Unemployment and real wages

24 Apr, 2019 at 21:50 | Posted in Economics | 2 Comments


Not exactly the story that Mankiw et consortes tell you. But Heiner Flassbeck did.


  1. Unfortunately, most textbook description of labour market is flawed. The derivation of labour supply curve from the choice between leisure and income is an absolute fantasy. Do people really have a choice, but work? The alternative is starvation and death, not leisure. Can those who profess this fantasy tell that they chose to be an academic economist by weighing returns and cost of alternatives?
    When the mainstream economics treats demand for labour as a negative function of real wage, they forget that real wage is also income and contributes to purchasing power of those who receive it. So for the mainstream, it is always a movement along a given downward sloping labour demand curve – higher the real wage, lower is the employment (higher is the unemployment).
    But higher real wages add to purchasing power and hence cause shift of the demand curve. That is, there are income and substitution effects.

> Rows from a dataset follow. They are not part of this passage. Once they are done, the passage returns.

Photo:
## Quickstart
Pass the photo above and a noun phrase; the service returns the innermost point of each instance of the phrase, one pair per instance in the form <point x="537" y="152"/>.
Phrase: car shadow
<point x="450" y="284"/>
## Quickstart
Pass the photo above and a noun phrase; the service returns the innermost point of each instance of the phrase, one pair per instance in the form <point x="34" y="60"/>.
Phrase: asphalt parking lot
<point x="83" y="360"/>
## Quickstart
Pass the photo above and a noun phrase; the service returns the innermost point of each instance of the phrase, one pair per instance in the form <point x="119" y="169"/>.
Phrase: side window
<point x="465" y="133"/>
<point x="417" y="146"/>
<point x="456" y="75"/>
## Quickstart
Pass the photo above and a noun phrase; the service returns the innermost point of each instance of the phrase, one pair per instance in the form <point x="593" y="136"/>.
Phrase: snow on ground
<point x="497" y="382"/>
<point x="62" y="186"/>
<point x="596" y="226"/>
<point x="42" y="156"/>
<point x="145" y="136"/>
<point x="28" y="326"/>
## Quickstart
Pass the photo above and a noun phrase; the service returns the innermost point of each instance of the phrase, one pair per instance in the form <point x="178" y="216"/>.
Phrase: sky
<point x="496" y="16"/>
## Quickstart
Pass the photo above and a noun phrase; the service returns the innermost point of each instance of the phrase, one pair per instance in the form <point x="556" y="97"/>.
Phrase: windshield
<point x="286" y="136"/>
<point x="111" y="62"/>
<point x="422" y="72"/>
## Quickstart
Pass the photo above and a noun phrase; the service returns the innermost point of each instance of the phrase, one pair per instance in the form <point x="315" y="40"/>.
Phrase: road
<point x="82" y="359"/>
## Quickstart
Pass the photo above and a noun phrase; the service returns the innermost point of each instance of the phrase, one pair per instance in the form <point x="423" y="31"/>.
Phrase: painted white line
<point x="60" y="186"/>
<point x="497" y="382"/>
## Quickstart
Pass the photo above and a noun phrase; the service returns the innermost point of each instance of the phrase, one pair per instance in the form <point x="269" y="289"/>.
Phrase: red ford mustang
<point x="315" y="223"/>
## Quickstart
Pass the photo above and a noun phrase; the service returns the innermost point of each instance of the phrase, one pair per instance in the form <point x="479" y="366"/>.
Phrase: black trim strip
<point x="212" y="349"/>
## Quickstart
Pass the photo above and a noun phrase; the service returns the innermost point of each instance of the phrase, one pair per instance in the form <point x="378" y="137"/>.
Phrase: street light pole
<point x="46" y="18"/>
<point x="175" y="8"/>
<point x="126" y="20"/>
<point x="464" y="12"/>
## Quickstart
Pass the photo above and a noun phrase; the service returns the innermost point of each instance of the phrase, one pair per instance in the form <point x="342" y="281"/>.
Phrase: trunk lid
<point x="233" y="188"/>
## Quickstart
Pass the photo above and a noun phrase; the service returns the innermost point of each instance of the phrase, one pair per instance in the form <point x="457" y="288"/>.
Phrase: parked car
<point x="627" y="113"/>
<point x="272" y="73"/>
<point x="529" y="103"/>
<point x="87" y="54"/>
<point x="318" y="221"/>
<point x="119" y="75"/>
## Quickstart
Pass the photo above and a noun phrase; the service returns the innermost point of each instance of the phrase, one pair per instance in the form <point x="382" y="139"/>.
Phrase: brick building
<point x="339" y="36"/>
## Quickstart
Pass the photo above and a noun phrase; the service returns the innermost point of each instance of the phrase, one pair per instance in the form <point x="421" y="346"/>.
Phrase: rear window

What the Heiner graph implies is that income effect dominates substitution effect, perhaps due to higher marginal propensity to consume of workers.
    What is critical is linking wage growth to industry average productivity, so that those firms performing below the industry level productivity are forced out and those performing better earn economic rent and hence encouraged to re-invest. This is the story of a productivity driven dynamic economy that generates shared prosperity.
    But there has been a delinking of productivity growth and wage growth since the triumph of the Reagan-Thatcher doctrine or neoclasscial counter revolution against Keynesianism, resulting in the capture of productivity growth by the capitalist class. The consequences are rising inequality and falling aggregate demand (under-consumption), aggravated by cuts in public social spending and obsession with debt and deficit as well as inflation fears.

    • You are so right and it’s getting worse.